Ham the chimpanzee rode a Mercury Redstone rocket into space on Jan. 31, 1961. The Mercury astronauts long contended America could been in space first if there hadn't been so many test flights.

"Daddy never thought of himself as a hero. He was just doing his job," Jenkins said. "And one last thing, please take advantage of your new ability to send our father into space again. Put a stamp on a letter."

NASA Administrator Charles Bolden Jr., a former shuttle astronaut, said Shepard set an example for all those who followed him into space. All told, 335 Americans have rocketed toward space. There have been 164 U.S. manned space missions to date, all from Cape Canaveral.

"I look forward to giving the Postal Service plenty more ideas for stamps to honor the space program," Bolden said.

Shepard family members, astronauts, NASA officials and hundreds of others will gather again Thursday morning at the actual site from which Shepard blasted off, to mark the exact moment of liftoff: 9:34 a.m.
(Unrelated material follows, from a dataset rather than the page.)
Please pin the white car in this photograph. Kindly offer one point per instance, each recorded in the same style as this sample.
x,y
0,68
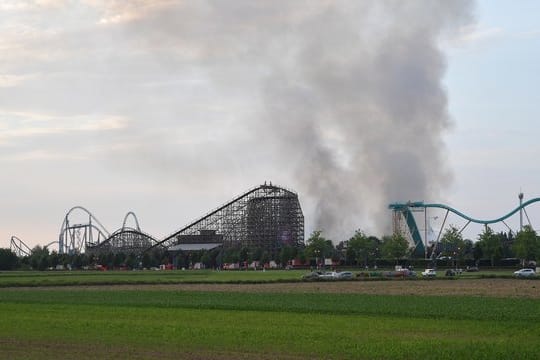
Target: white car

And on Saturday morning, a dozen or so former astronauts will take part in a parade in Cocoa Beach, riding in Corvettes just as the Mercury astronauts did so long ago.

John Glenn, the first American to orbit the Earth on Feb. 20, 1962, had to bow out of the anniversary festivities because of a death in the family.

On Wednesday, the Postal Service also issued a Forever stamp to honor NASA's Messenger spacecraft, the first to orbit the planet Mercury. It was launched from Cape Canaveral in 2004 and entered orbit around Mercury last month.